- Heydari Location within Iran
- Coordinates: 32°39′49″N 50°34′46″E﻿ / ﻿32.66361°N 50.57944°E
- Country: Iran
- Province: Chaharmahal and Bakhtiari
- County: Ben
- District: Sheyda
- Rural District: Sheyda

Population (2016)
- • Total: 1,339
- Time zone: UTC+3:30 (IRST)

= Heydari, Chaharmahal and Bakhtiari =

Village in Chaharmahal and Bakhtiari province, Iran

Heydari (حيدري) (Note: Also romanized as Ḩeydarī) is a village in, and the capital of, Sheyda Rural District in Sheyda District of Ben County, Chaharmahal and Bakhtiari province, Iran. It served as the capital of Zayandeh Rud-e Jonubi Rural District until its capital was transferred to the village of Azadegan.

==Demographics==
===Ethnicity===
The village is populated by Turkic people.

===Population===
At the time of the 2006 National Census, the village's population was 1,650 in 418 households, when it was in Zayandeh Rud-e Jonubi Rural District of the former Ben District in Shahrekord County.

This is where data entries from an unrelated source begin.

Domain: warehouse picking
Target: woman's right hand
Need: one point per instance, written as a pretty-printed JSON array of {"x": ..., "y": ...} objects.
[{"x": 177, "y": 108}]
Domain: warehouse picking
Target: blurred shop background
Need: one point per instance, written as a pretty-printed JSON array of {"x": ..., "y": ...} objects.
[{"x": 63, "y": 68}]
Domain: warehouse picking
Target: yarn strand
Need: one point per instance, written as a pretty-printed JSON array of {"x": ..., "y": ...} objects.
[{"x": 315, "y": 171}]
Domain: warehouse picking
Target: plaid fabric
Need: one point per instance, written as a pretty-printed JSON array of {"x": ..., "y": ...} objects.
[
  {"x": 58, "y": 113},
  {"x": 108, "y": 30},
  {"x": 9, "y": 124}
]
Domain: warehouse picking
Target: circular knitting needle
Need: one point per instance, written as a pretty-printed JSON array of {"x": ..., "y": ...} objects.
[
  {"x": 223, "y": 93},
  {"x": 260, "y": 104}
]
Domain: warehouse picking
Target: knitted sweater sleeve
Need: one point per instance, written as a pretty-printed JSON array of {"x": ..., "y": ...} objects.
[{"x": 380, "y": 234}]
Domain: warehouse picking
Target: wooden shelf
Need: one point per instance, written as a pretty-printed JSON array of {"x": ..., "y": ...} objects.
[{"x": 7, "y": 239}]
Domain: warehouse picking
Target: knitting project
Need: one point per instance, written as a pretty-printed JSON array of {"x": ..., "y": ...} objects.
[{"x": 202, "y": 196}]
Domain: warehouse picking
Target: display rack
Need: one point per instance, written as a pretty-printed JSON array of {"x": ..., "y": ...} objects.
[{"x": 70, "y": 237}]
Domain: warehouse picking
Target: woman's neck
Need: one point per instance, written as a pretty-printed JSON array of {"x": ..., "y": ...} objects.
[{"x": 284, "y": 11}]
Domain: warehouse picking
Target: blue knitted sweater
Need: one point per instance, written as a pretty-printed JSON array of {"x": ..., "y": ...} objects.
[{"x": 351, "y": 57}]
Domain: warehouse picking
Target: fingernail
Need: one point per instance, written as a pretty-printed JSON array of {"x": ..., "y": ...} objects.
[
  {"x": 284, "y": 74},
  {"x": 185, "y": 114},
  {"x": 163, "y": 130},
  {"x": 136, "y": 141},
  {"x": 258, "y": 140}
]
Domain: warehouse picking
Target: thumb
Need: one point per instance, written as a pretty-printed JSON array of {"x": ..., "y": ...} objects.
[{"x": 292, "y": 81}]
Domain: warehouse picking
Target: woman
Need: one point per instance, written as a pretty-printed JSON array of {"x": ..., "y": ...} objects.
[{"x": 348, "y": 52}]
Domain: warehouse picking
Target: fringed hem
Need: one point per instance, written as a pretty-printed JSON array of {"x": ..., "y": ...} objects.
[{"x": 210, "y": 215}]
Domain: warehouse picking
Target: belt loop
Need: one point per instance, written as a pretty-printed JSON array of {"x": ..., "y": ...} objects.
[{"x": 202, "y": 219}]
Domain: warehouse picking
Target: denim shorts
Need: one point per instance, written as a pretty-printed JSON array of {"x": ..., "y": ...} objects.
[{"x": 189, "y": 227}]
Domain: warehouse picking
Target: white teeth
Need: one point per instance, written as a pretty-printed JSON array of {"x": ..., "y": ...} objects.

The following census in 2011 counted 1,538 people in 452 households. The 2016 census measured the population of the village as 1,339 people in 430 households, by which time the district had been separated from the county in the establishment of Ben County. The rural district was transferred to the new Sheyda District, and Heydari was transferred to Sheyda Rural District created in the district.